C u laters

Sitting here with this sterile, bright airport light, I think of the light and love of the people I leave. Not forever, just for a bit. While I trust that this is what I need to do at this moment in my life. Two days ago, I received an exciting email from MEMPROW, the local women’s rights organization that I am working with in Kampala, detailing the activities that I will be a part of during the month of October. A campaign in the Northeast Region to advocate for sexual and reproductive rights for young girls in school. Meeting with traditional and religious leaders and community members to encourage them to support the education and sexual rights of girls. Followed by a leadership and social survival training for 30 high school girls to be peer educators. All words and jargon that have filled my mind for the past three and now I am blessed to see these projects with my own brown, muzungu eyes.

All because of an inspiring woman named Hilda Tadria. Funny how life throws you people that are needed at that moment. She gave a T-shirt to Musimbi, CEO of Global Fund for Women, to give to me, then invited me to Uganda during the AWID Women’s Conference in Turkey. I don’t know if she thought I would take her invitation seriously. But, here I am, after a confluence of events. Including moving out of the dear 64 Shotwell. My home and haven for the last three years in San Francisco. The place where I learned about what it means to have fun living with your friends even on a street called Shotwell. Among them, the originals: Asha, Leslie, Colin, and Lauren. From there an amazing group of people: Sarah, Rachel, Annie, Whitney, Maddy, Janet, Tania, Ashley, and Bjorn. A special shout-out goes to Lindsay, my roommate for over two years and a constant beckon of support for me. Looking at the map in the kitchen and showing us our routes of travel. Saying goodbye to these beautiful people and the most beloved city that is San Francisco was difficult, to say the least. The taquerias, homeless neighbors, Dolores Park, bike rides, late night dance parties, protests, interesting people. random walks, etc. it will be missed, but is not going anywhere.

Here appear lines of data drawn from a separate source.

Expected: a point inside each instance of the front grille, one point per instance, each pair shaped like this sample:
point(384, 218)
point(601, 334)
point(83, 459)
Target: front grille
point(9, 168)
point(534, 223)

Driving south from SF to SB for my last time, passing the familiar stops, including my favorite King City, while listening to dharma talks and NPR. Went so quickly. A couple days to clean up things in Santa Barbara and see friends and family before flying off. The outpour of love was overwhelming. Crying more than expected. Even as we drove in LA, seeing the beautiful sunset behind us and realizing the love of my family. The overwhelming love of my extended family, my sister and new brother, and parents. Despite the political disagreements, we were able to laugh and enjoy each other. The beauty of my parents having such a ball talking about all the old places they grew up with. Usually I would be annoyed, but this night, I saw the pure love and beauty of this moment. I am so blessed.

About to board the plane. Stewardess starting to move things, looking serious. People looking nervous, ready to move. Here I am, ready to document, ready to explore, ready to share the beauty that is Uganda and the people with you all in the US. Thanks for bringing your open heart and spirit with me.